Bacaan pertama dan Injil hari ini merupakan analogi. Ada ramalan, ada yang mewartakan ramalan itu; tidak perlu keluar uang untuk kirim SMS. Bacaan pertama menyebut nabi Natan sebagai pewarta, Daud sebagai penerima. Injil menyebut malaikat Gabriel sebagai pewarta dan Maria sebagai penerima. Reaksi Daud dan Maria sama, diawali dengan keterkejutan, gamang dan tidak percaya, merasa diri tak pantas. Daud awalnya hanya penggembala domba, tidak pintar, orang kecil tersisih. Maria pun gadis desa, tidak terkenal, mengerjakan pekerja-an rumah sehari-hari. Bedanya dengan iklan di atas, Daud dan Maria menjadi sadar dan tahu siapa yang ada di belakang para pewarta itu, yaitu TUHAN sendiri.
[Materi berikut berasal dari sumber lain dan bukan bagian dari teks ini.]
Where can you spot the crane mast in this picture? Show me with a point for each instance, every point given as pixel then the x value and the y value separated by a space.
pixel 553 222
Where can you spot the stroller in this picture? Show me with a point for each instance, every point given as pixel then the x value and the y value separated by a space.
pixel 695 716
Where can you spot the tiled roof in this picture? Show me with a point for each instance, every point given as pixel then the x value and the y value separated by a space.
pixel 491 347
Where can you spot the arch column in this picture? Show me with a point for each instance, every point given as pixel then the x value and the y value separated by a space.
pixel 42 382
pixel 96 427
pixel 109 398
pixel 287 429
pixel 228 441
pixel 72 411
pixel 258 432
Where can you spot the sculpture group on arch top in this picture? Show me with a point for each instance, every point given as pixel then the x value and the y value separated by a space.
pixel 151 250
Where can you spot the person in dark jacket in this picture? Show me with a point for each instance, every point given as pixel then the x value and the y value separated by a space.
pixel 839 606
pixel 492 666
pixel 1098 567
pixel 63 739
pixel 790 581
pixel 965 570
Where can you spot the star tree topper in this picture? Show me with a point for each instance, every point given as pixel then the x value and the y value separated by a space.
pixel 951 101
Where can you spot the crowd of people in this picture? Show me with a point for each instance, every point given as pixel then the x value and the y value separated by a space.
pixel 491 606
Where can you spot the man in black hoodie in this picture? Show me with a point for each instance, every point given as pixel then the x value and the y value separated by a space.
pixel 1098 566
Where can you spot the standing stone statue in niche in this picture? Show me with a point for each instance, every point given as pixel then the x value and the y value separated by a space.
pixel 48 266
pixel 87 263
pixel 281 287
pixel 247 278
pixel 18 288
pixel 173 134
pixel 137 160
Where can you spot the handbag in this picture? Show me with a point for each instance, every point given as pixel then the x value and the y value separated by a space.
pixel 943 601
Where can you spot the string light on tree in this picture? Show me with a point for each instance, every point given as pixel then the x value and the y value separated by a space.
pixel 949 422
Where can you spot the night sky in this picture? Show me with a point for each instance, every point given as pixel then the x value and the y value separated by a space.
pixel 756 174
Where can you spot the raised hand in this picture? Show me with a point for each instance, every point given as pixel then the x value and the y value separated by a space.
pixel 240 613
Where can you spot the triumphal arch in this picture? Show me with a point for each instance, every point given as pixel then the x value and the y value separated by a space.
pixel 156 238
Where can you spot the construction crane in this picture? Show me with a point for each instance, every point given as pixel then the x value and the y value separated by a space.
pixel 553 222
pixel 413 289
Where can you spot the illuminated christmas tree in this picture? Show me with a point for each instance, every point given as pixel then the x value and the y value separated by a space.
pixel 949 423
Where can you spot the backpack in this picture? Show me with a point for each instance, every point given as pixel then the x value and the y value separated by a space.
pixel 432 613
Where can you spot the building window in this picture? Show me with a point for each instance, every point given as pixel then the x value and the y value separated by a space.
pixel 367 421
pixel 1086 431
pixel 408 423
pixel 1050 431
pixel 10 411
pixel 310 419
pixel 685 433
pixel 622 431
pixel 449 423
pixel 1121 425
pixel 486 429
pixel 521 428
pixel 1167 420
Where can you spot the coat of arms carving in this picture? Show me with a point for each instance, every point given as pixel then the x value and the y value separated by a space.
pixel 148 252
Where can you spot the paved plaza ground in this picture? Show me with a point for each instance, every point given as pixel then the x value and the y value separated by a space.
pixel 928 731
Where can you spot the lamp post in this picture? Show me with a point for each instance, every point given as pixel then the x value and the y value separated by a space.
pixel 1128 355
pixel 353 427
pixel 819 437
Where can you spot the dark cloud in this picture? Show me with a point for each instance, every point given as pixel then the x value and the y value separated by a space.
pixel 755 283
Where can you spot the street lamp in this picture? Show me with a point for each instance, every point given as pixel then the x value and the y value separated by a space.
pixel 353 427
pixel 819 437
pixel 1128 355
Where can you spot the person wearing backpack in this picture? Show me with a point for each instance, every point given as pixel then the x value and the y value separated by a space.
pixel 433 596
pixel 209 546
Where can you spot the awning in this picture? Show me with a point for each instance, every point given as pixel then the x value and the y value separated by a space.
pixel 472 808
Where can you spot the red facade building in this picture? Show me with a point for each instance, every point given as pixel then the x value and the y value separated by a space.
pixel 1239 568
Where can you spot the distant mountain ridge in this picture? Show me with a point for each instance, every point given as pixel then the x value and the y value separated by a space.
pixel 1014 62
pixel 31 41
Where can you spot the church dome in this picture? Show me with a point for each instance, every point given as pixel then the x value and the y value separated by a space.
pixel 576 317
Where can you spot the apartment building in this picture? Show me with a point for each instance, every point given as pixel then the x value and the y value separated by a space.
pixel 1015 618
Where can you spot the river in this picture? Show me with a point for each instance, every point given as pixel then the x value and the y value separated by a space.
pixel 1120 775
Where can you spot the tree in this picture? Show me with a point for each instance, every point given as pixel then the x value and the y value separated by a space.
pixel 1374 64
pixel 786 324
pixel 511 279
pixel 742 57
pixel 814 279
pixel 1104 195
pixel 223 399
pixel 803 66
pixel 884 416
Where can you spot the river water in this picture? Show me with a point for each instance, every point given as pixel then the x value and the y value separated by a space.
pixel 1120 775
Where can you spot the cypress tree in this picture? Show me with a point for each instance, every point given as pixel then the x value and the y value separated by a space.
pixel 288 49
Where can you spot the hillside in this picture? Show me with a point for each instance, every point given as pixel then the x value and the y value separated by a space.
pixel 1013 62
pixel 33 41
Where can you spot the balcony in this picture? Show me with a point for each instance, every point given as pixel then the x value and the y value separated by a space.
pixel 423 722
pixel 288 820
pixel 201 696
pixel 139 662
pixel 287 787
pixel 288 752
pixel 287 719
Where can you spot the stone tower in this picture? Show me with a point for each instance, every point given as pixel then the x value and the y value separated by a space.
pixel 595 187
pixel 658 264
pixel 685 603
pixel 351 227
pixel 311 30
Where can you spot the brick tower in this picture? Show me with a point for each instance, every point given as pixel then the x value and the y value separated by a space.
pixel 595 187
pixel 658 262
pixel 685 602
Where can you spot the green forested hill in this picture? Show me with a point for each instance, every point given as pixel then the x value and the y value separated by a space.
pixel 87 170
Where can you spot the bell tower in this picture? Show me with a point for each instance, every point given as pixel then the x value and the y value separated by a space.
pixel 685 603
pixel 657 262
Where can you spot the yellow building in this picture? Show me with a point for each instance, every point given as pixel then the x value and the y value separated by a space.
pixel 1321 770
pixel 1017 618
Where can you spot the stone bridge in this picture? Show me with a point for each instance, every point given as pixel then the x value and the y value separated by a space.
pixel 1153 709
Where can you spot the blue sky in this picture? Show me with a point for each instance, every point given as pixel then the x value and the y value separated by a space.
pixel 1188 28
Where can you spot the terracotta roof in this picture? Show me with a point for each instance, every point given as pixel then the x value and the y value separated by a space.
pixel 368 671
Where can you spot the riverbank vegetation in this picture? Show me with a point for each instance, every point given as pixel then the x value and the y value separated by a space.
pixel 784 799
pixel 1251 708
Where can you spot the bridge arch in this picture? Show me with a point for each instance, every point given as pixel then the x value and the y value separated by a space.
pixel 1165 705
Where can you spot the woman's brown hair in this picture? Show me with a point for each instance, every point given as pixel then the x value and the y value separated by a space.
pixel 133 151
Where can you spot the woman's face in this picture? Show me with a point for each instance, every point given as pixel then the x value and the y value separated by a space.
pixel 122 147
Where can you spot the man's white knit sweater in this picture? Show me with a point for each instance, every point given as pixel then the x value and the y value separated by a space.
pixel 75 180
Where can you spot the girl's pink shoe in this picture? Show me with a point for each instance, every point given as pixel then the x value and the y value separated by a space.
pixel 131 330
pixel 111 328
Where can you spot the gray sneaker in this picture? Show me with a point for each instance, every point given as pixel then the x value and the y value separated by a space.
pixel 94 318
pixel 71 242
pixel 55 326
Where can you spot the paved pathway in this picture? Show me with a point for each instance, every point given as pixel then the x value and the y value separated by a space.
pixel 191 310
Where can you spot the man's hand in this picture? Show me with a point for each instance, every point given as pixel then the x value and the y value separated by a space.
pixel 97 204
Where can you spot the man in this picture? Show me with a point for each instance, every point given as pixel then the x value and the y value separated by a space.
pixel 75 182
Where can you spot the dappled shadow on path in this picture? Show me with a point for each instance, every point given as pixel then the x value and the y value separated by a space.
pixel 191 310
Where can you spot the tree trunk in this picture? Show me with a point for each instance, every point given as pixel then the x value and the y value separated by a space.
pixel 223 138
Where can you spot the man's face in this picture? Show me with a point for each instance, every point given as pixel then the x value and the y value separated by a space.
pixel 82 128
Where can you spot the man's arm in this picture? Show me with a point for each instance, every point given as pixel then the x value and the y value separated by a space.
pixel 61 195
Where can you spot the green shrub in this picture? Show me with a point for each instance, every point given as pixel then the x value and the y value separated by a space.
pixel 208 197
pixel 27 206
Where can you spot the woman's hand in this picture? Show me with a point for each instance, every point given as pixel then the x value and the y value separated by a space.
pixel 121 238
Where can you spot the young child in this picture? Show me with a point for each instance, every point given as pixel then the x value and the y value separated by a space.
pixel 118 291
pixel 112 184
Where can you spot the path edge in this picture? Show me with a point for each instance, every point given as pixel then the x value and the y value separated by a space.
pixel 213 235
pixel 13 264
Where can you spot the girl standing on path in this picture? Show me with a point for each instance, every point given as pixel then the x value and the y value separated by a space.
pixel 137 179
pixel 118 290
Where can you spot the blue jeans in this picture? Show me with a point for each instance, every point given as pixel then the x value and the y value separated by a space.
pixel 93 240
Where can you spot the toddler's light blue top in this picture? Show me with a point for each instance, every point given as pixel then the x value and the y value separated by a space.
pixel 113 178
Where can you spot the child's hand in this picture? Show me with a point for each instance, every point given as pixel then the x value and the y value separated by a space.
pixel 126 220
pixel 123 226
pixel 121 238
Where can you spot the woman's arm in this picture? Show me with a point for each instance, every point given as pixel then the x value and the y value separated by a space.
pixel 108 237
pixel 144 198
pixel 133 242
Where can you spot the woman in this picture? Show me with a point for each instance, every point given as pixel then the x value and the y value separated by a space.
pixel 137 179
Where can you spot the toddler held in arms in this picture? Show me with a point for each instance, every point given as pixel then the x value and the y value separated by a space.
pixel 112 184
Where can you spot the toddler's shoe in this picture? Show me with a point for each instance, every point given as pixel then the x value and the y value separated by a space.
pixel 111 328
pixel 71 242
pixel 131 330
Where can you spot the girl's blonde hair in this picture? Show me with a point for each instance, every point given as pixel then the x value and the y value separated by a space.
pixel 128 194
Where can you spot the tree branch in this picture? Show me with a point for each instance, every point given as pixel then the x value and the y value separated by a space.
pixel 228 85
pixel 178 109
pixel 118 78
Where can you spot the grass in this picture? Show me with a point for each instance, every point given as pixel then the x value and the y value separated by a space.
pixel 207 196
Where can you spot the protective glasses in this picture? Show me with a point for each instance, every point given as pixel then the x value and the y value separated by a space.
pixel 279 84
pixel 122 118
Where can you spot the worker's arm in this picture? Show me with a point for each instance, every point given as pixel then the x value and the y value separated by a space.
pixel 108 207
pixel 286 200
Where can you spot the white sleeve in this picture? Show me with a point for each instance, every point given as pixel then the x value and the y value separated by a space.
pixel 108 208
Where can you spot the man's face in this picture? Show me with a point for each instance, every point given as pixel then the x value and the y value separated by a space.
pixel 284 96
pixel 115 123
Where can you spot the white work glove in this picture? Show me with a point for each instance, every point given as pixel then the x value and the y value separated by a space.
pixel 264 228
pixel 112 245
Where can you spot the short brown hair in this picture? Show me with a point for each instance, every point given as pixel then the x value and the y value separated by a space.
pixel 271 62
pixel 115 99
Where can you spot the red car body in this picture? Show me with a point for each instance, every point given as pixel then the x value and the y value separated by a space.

Dengan rendah hati Daud menghadap Tuhan mengungkapkan kepercayaannya, demikian juga Maria berserah kepada penyelenggaraan Ilahi. Bacaan-bacaan itu mengingatkan kita juga kepada seorang penggembala kambing di desa Jali yang kemudian menjadi Uskup Agung Jakarta – almarhum Mgr. Leo Soekoto, SJ – yang bersedia memikul tanggungjawab berat men-jadi gembala utama karena tahu dan yakin Siapa di balik semua itu. Maka semboyan yang dipilihnya: SCIO CUI CREDIDI – Aku tahu kepada Siapa aku percaya.
Daud, Maria dan Leo Soekoto, ketiganya dipilih Tuhan, seperti kita pun dipilih Tuhan masuk ke dalam kawanan domba-Nya melalui Sakramen Baptis. Semuanya pun mempunyai tugas-tugas perutusan-nya sendiri seperti rencana Tuhan. Dan sudah selayaknya tugas perutusan mulia ini dilaksanakan dengan sepenuh hati karena yakin Siapa yang ada di balik semuanya itu yang memberi kekuatan melalui Sakramen Ekaristi serta peneguhan melalui Sakramen Krisma.
Maka seluruh rangkaian pendalaman Kitab Suci masa Adven ini menjadi relevan dan nyata pada hari Minggu Adven IV ini: kita dipilih, kita diutus, kita memikul beban tanggungjawab perutusan itu dengan segala tantangan dan hambatannya. Namun kita tidak perlu takut karena tahu persis siapa yang ada di balik ini semua, bahkan dijanjikan akan selalu didampingi sampai akhir zaman.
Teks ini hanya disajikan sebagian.